Алина прекрасно поняла и в душе одобрила ее спонтанное решение о бегстве. Сложно прогнозировать подобные ситуации, но, пожалуй, она сама в подобном случае (не дай Бог!) поступила бы так же. Алине не терпелось услышать ответ на главный вопрос: видела ли Лучана убийцу Дмитрия Коновалова? Но узнает она это раньше или позже на полчаса – уже ничего не изменит… Хотя, если бы сразу убийца был пойман, то не было бы… не было бы покушения на Ирину Коновалову, по счастливой случайности не закончившегося трагедией… Стоп! Покушение на Ирину Коновалову совершала женщина – по приметам похожая на Лучану! Вот еще одна загадка, которая никак не складывалась у нее в голове.
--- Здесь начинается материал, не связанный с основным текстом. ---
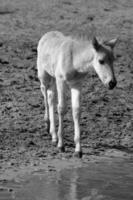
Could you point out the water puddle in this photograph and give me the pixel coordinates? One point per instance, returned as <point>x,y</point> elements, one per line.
<point>106,180</point>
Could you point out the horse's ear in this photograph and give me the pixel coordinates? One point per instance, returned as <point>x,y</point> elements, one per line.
<point>111,43</point>
<point>95,43</point>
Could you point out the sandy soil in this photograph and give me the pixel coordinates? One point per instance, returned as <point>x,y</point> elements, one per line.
<point>107,116</point>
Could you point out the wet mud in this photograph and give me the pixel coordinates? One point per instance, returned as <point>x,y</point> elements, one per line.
<point>107,116</point>
<point>100,180</point>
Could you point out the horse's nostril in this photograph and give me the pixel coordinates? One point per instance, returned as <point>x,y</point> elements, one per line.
<point>112,84</point>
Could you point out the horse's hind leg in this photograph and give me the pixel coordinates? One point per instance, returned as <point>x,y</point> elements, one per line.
<point>44,79</point>
<point>60,91</point>
<point>51,97</point>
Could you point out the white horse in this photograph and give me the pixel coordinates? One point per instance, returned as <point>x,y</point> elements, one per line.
<point>64,60</point>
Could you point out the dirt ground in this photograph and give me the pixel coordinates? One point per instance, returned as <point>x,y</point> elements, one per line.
<point>107,116</point>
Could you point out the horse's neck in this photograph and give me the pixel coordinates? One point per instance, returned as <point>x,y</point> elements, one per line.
<point>82,58</point>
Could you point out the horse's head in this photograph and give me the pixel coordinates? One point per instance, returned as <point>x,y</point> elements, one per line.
<point>103,62</point>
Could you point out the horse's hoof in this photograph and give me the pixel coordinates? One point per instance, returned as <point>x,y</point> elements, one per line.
<point>78,154</point>
<point>61,149</point>
<point>54,143</point>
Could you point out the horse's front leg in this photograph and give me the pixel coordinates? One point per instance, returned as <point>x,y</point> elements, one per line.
<point>60,108</point>
<point>75,96</point>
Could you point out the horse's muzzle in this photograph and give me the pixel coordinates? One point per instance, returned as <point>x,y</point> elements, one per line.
<point>112,84</point>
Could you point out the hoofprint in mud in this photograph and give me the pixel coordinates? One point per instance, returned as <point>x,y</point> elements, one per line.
<point>65,60</point>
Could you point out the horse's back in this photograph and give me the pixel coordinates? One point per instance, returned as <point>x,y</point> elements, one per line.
<point>49,48</point>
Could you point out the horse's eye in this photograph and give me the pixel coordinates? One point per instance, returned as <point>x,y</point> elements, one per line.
<point>101,62</point>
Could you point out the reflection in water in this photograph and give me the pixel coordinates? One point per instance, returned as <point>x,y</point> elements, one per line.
<point>99,181</point>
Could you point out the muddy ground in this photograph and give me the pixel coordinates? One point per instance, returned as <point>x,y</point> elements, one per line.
<point>107,116</point>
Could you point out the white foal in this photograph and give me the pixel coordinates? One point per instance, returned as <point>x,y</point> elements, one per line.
<point>64,60</point>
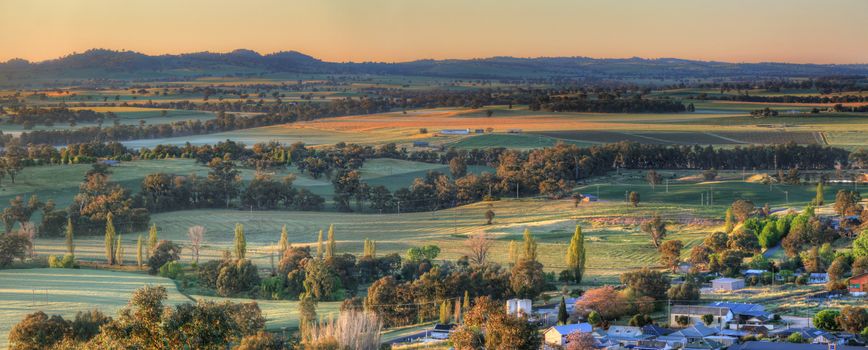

– Юрген Хольц обманул меня, – без всякого вступления начала Лучана, понимая нетерпение Алины услышать историю с «похищением Инес» из первых уст, – мы с ним знакомы уже давно. Он часто приезжал в Бразилию по своим научным делам. В нашем городке живет много немцев, я тебе уже рассказывала при первой встрече. Среди них у Юргена оказались какие-то родственники, у которых он и останавливался во время визитов. Познакомились мы на университетском празднике, совпавшем по времени с его командировкой в Бразилию. Вдали от своего дома и жены он становится совсем другим – раскованным, общительным, щедрым. Какая студентка устоит от соблазна познакомиться поближе с респектабельным ученым, пусть он даже намного старше? Молодой девушке льстит внимание зрелого мужчины гораздо больше, чем сверстника. Я была вне себя от счастья, когда Юрген назначил мне свидание. Мне даже не могло прийти в голову, что в Германии у него есть жена. Во всяком случае, он о ней никогда не упоминал. Рассказывал про мать, про отчима, про разных друзей, родственников. А о жене – ни слова. В общем, все случилось, как и должно было случиться – очень скоро он стал моим любовником. Не подумай только, что я такая распущенная девица…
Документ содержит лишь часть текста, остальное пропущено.